L’élection présidentielle kényane a-t-elle été entachée par des fraudes ? C’est la question à laquelle doit répondre le plus haut tribunal du pays, saisi le 18 août par l’opposition, qui rendra son avis définitif d’ici vendredi 1er septembre.
Après une semaine consacrée au dépôt par écrit des arguments de la coalition d’opposition Nasa, et des contre-arguments de la Commission électorale (IEBC) et de Uhuru Kenyatta, l’équipe juridique de Raila Odinga a commencé lundi à exposer ses griefs.
L’alternative de la Cour
« Une élection doit être conduite conformément à la loi » et les irrégularités constatées « ne peuvent pas être considérées comme des infractions mineures », a déclaré devant la Cour James Orengo, l’avocat principal de l’opposition, qui est aussi l’un des hauts dirigeants de Nasa.
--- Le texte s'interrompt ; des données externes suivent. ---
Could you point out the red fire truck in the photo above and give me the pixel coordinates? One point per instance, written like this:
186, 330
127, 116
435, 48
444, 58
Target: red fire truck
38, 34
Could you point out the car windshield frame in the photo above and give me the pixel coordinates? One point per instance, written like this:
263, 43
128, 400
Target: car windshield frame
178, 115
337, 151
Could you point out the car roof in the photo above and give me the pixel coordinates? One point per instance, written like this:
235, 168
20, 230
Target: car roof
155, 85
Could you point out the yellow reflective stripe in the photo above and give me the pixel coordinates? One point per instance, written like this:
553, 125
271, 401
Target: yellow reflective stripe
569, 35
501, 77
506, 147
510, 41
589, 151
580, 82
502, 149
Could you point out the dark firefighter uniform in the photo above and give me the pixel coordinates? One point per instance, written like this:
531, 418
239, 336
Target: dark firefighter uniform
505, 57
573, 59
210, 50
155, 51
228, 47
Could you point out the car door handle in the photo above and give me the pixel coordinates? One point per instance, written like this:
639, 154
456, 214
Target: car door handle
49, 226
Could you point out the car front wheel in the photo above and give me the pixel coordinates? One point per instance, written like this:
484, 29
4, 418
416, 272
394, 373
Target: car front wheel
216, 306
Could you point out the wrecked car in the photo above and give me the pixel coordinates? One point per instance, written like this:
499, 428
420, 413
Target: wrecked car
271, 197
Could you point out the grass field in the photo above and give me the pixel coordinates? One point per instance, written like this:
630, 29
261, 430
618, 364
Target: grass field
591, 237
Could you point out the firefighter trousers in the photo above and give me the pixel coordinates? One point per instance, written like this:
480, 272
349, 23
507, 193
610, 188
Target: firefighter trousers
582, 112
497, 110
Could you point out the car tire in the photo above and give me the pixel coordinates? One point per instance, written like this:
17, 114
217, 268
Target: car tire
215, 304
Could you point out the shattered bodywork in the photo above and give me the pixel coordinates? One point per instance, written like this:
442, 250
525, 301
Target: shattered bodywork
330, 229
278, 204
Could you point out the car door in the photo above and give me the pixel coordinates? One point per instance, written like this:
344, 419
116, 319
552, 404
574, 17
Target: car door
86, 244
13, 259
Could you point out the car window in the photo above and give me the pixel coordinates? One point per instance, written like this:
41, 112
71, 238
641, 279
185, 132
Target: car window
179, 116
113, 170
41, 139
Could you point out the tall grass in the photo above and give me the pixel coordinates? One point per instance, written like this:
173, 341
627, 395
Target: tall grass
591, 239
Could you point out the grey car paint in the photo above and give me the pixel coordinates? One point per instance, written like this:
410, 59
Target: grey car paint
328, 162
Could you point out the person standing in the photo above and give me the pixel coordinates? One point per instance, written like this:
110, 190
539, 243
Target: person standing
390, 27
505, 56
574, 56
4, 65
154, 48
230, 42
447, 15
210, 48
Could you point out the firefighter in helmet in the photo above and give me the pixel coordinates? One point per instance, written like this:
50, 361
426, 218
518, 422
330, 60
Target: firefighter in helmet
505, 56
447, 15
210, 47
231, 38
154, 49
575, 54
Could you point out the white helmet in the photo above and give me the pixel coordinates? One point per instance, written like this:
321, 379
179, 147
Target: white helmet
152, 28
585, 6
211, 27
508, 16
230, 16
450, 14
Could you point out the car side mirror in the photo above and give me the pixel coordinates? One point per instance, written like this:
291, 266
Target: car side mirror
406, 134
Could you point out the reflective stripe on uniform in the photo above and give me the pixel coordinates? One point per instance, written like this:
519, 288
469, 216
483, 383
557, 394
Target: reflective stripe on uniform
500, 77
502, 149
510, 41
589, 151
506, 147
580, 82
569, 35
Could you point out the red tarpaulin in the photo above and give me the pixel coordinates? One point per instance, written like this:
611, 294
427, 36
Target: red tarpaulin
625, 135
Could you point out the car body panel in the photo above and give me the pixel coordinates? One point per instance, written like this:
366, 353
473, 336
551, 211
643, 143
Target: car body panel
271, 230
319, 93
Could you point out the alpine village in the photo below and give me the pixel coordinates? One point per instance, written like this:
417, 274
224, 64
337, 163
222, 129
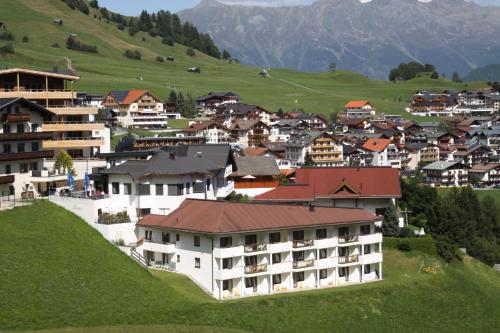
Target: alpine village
220, 197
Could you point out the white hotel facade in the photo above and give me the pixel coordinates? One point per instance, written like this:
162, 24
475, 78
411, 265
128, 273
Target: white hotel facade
235, 250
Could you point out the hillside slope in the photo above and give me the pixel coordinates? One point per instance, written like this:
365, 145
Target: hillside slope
109, 69
57, 273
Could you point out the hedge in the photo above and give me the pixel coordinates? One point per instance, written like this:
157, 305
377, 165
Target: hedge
423, 244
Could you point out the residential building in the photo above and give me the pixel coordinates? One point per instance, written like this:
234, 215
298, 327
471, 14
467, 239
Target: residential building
359, 109
255, 175
446, 174
235, 250
369, 188
137, 109
73, 127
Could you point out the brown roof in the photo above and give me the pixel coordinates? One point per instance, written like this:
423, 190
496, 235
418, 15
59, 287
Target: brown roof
368, 182
222, 217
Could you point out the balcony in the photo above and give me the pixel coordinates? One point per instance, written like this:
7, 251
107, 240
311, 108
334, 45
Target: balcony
297, 244
348, 239
348, 259
68, 126
73, 143
255, 269
255, 247
303, 264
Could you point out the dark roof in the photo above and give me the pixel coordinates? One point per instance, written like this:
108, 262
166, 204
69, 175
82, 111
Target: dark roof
256, 166
222, 217
178, 160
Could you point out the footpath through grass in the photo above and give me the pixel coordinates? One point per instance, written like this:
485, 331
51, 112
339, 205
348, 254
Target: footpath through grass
56, 272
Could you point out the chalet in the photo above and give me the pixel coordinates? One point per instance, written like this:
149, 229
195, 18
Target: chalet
446, 174
485, 174
210, 130
255, 175
136, 109
359, 109
369, 188
249, 133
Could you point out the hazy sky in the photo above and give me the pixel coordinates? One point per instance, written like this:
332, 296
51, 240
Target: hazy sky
132, 7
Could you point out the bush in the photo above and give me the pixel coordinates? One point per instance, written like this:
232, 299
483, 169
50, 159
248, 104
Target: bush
424, 244
7, 49
133, 54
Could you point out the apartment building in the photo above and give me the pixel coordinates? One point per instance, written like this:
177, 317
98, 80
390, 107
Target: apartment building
137, 109
236, 250
73, 127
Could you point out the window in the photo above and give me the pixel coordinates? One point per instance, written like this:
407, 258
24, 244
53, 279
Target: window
175, 189
115, 188
159, 189
227, 263
226, 241
127, 188
343, 231
276, 258
298, 235
365, 229
274, 237
250, 239
165, 237
321, 233
144, 189
227, 285
23, 168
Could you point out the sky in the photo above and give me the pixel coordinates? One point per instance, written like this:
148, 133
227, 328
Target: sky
132, 7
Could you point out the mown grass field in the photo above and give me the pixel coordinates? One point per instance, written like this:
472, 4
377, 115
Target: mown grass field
314, 92
59, 274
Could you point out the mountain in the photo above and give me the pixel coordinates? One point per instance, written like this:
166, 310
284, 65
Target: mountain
370, 37
490, 73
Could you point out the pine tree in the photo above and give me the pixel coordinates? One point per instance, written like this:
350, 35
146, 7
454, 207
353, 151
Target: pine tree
390, 225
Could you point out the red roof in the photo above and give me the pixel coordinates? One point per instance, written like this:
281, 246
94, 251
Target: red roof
133, 96
369, 182
220, 217
376, 145
356, 104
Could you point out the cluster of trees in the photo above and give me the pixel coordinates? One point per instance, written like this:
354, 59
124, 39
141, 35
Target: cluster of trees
78, 5
457, 219
186, 106
133, 54
73, 44
408, 71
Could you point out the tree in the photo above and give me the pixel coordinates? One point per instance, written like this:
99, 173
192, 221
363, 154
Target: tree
390, 225
456, 78
64, 160
308, 160
226, 55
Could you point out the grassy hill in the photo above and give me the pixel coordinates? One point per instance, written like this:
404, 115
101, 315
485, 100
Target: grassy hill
109, 69
58, 273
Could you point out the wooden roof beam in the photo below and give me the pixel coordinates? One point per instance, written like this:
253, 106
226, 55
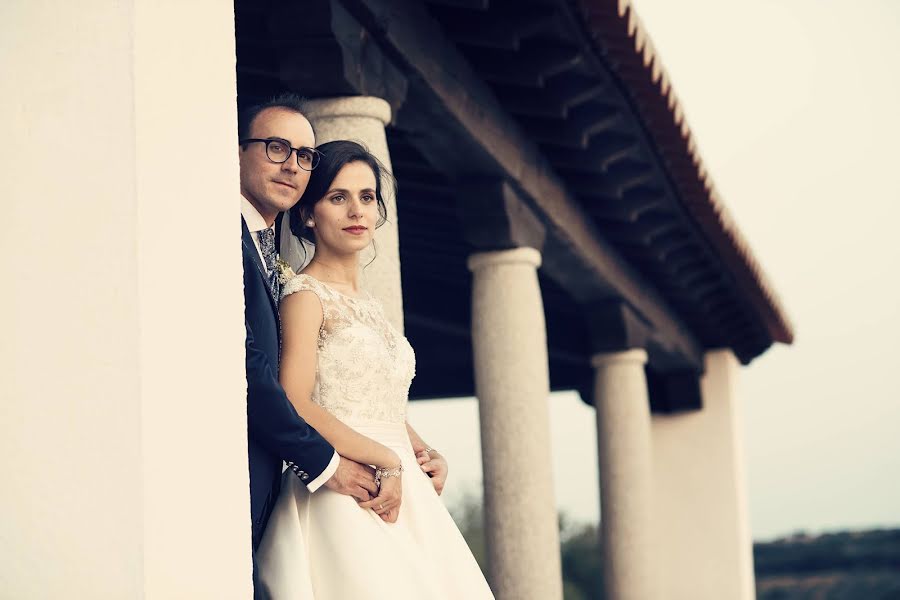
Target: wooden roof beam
505, 32
530, 66
465, 4
445, 91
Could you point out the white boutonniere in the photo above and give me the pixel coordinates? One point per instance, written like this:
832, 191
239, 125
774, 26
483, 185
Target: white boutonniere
285, 272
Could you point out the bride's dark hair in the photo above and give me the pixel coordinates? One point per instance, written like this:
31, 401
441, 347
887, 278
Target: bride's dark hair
335, 155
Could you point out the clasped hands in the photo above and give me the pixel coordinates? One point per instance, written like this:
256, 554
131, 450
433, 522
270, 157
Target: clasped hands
358, 481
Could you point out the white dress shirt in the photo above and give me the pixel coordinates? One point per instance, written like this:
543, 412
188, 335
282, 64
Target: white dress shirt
255, 223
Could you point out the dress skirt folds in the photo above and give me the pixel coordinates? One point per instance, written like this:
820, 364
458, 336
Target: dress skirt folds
323, 546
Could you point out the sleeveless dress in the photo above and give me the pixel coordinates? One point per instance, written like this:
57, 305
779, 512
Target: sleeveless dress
323, 546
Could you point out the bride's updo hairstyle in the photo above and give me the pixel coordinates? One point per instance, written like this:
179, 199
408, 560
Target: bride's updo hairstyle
335, 155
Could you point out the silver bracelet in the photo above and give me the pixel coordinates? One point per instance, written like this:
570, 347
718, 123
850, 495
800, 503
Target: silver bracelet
385, 472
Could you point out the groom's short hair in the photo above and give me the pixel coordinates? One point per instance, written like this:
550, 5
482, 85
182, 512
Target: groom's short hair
287, 100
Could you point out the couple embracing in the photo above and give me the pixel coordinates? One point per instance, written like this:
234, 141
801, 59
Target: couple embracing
357, 513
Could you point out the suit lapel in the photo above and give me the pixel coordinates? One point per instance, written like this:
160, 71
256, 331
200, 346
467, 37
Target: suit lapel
247, 242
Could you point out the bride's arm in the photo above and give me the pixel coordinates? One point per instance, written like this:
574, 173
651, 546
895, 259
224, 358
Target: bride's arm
301, 318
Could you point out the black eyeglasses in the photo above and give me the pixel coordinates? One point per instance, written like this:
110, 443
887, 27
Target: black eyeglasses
279, 151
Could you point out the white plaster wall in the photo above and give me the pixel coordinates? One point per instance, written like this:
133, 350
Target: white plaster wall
123, 433
703, 532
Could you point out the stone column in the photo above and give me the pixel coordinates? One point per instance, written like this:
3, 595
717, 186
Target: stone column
362, 119
700, 508
623, 440
512, 385
123, 441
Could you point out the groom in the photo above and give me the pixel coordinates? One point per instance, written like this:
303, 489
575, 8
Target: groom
273, 177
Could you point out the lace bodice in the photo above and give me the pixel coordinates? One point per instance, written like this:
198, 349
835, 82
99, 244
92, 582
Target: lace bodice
364, 366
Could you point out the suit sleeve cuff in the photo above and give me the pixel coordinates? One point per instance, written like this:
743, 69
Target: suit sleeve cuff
316, 483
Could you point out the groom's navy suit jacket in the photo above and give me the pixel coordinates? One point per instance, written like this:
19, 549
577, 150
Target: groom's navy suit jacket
275, 431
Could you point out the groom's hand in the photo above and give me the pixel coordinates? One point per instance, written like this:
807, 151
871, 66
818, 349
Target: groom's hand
353, 479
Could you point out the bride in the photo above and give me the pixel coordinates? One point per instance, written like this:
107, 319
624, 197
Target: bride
347, 371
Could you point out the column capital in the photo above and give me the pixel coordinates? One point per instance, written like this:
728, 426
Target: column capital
634, 355
349, 106
480, 260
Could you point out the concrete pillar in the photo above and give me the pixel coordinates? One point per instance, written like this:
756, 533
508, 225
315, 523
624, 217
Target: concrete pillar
512, 385
623, 440
123, 439
704, 542
362, 119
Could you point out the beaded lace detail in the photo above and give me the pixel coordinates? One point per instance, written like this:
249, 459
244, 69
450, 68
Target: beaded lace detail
365, 367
Si les arguments de l’opposition font mouche auprès des magistrats de la Cour, ces derniers pourront annuler le scrutin, obligeant l’IEBC à organiser une nouvelle élection présidentielle dans un délai de 60 jours. Dans le cas contraire, Uhuru Kenyatta, 55 ans, sera investi une semaine plus tard pour un second mandat de cinq ans.
« Meurtres illégaux et passages à tabac »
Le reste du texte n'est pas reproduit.